White House dismisses new Woodward book as old stuff

? President Bush’s then-chief of staff tried to convince him to fire Defense Secretary Donald Rumsfeld on at least two occasions in the last two years, once with the support of first lady Laura Bush, according to a new book, “State of Denial,” by journalist Bob Woodward.

The first of the attempts by Andrew Card, made in November 2004, was thwarted by Vice President Dick Cheney, a longtime friend of Rumsfeld, and Karl Rove, the White House political chief, who felt any move against Rumsfeld would be seen as an acknowledgment that the Iraq war was on the wrong course.

The second effort, made a year later, came with Laura Bush’s backing, the book claims.

Some of the findings in the book were made public Friday by Woodward’s newspaper, The Washington Post, after other news organizations acquired copies of it ahead of the official publication date.
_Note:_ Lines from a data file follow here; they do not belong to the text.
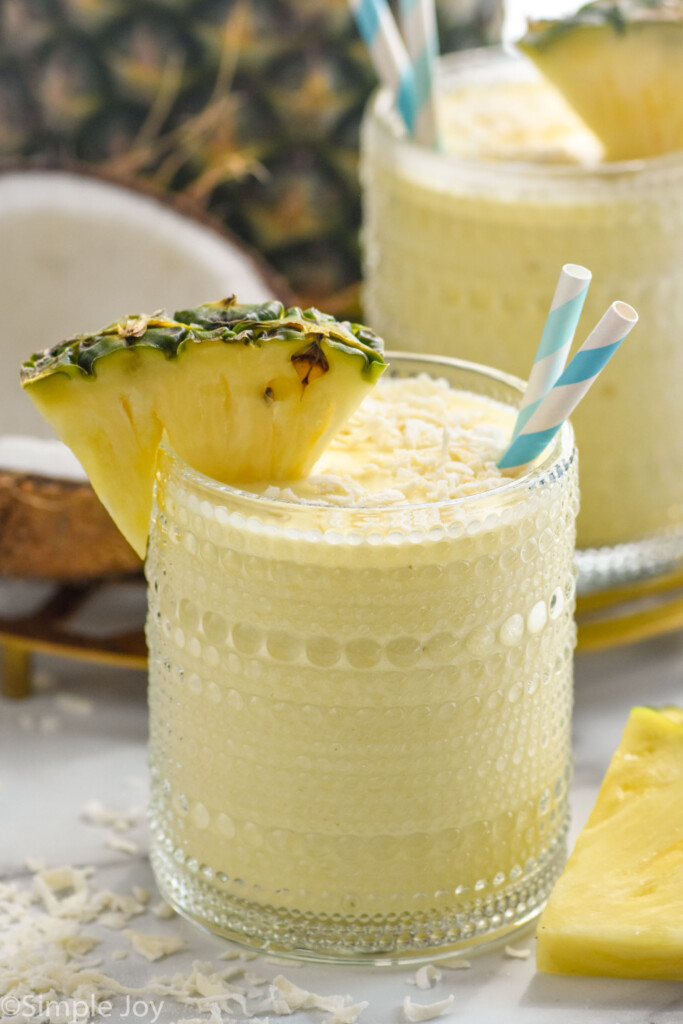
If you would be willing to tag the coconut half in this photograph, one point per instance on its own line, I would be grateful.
(77, 252)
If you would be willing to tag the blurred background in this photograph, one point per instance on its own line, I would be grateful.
(249, 109)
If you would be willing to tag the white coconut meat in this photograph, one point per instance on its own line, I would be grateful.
(77, 253)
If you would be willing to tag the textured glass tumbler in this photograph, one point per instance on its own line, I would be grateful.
(462, 257)
(359, 719)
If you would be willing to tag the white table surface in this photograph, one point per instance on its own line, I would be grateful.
(46, 777)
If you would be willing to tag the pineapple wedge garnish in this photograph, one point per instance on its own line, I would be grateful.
(244, 393)
(620, 65)
(617, 908)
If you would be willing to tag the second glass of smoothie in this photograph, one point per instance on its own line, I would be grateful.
(360, 685)
(463, 248)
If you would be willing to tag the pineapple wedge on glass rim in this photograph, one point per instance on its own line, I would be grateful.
(243, 393)
(620, 65)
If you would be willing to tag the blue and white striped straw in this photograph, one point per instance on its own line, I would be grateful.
(418, 22)
(556, 338)
(570, 387)
(388, 54)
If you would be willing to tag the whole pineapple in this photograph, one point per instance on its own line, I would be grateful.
(250, 107)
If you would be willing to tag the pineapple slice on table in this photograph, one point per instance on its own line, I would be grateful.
(616, 910)
(620, 65)
(243, 392)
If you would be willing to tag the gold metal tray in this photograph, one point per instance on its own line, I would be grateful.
(57, 623)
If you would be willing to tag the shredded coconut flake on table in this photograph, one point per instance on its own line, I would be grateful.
(74, 705)
(95, 813)
(426, 977)
(44, 954)
(418, 1012)
(163, 910)
(516, 952)
(153, 947)
(455, 964)
(122, 845)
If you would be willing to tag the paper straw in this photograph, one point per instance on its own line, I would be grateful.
(556, 338)
(388, 53)
(418, 20)
(570, 387)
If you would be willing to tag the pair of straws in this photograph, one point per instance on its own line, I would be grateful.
(406, 66)
(554, 390)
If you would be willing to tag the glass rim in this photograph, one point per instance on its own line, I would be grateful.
(561, 452)
(381, 111)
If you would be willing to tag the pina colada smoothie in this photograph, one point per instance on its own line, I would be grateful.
(360, 683)
(475, 236)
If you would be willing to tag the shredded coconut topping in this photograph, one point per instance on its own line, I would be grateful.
(411, 441)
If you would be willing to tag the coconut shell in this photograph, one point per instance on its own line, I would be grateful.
(58, 529)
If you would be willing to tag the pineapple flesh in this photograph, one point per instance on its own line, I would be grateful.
(617, 908)
(243, 393)
(620, 65)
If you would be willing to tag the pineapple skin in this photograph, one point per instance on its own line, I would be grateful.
(257, 396)
(617, 908)
(251, 108)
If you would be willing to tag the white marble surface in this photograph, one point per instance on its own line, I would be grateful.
(53, 761)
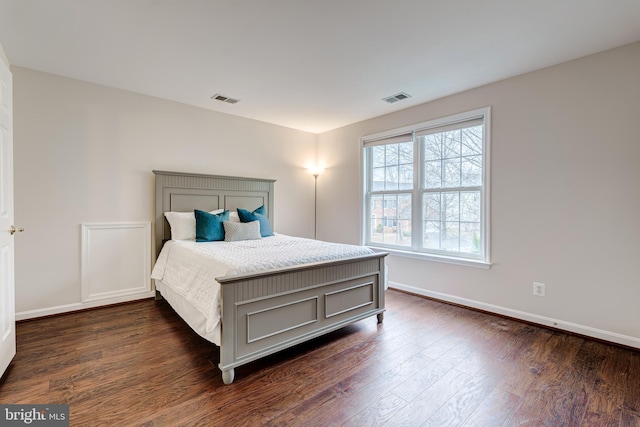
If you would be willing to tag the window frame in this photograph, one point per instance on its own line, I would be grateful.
(417, 250)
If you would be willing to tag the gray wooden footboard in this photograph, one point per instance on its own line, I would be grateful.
(269, 311)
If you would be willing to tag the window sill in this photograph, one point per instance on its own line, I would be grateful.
(435, 258)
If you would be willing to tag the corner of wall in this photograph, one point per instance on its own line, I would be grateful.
(3, 56)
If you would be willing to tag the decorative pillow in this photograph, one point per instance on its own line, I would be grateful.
(209, 226)
(233, 217)
(183, 224)
(257, 215)
(235, 231)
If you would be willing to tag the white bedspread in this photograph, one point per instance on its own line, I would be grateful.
(190, 269)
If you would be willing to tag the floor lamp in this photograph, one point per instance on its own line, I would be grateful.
(315, 204)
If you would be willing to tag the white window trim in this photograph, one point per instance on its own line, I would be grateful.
(484, 262)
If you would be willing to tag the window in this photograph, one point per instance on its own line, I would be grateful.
(426, 188)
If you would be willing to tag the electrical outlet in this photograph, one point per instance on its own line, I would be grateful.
(538, 289)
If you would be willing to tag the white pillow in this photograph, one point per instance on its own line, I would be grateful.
(235, 231)
(183, 224)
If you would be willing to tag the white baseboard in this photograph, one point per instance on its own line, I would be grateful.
(49, 311)
(521, 315)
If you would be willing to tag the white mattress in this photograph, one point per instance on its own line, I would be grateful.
(185, 271)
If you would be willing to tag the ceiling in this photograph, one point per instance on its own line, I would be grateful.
(312, 65)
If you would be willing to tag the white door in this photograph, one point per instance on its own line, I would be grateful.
(7, 298)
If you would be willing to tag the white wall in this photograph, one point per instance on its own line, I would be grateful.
(3, 56)
(85, 153)
(565, 192)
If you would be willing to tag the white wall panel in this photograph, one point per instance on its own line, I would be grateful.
(116, 260)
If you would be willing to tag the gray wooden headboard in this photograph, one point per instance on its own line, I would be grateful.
(184, 192)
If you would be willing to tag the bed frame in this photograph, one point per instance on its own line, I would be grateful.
(272, 310)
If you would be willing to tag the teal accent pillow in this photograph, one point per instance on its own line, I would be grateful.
(209, 227)
(257, 215)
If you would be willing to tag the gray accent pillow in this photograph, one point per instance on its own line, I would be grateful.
(235, 231)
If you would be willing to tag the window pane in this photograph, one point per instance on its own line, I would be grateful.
(470, 237)
(406, 177)
(451, 144)
(450, 206)
(391, 153)
(392, 224)
(378, 179)
(378, 156)
(433, 174)
(451, 173)
(471, 171)
(376, 218)
(431, 239)
(472, 141)
(432, 147)
(451, 189)
(405, 152)
(450, 236)
(470, 206)
(431, 207)
(391, 178)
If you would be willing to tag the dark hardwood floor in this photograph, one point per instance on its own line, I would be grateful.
(428, 364)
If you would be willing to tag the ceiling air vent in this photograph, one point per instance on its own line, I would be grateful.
(397, 97)
(226, 99)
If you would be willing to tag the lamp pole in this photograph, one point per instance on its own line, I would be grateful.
(315, 205)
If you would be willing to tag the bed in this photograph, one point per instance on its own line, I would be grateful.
(261, 310)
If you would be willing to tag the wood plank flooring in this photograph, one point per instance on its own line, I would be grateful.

A spokesman for Simon & Schuster, the publisher, said the book was released today because of the disclosures.

On Friday, the White House did not contradict Woodward’s account of Card’s efforts to oust Rumsfeld. But Tony Snow, Bush’s spokesman, denied either of the efforts were supported by the first lady, saying her office dubbed the suggestion “flatly not true.”

Asked about the book’s contents by reporters traveling with him at a NATO meeting in Slovenia, Rumsfeld said he had not read it – or Woodward’s previous books on the Iraq war.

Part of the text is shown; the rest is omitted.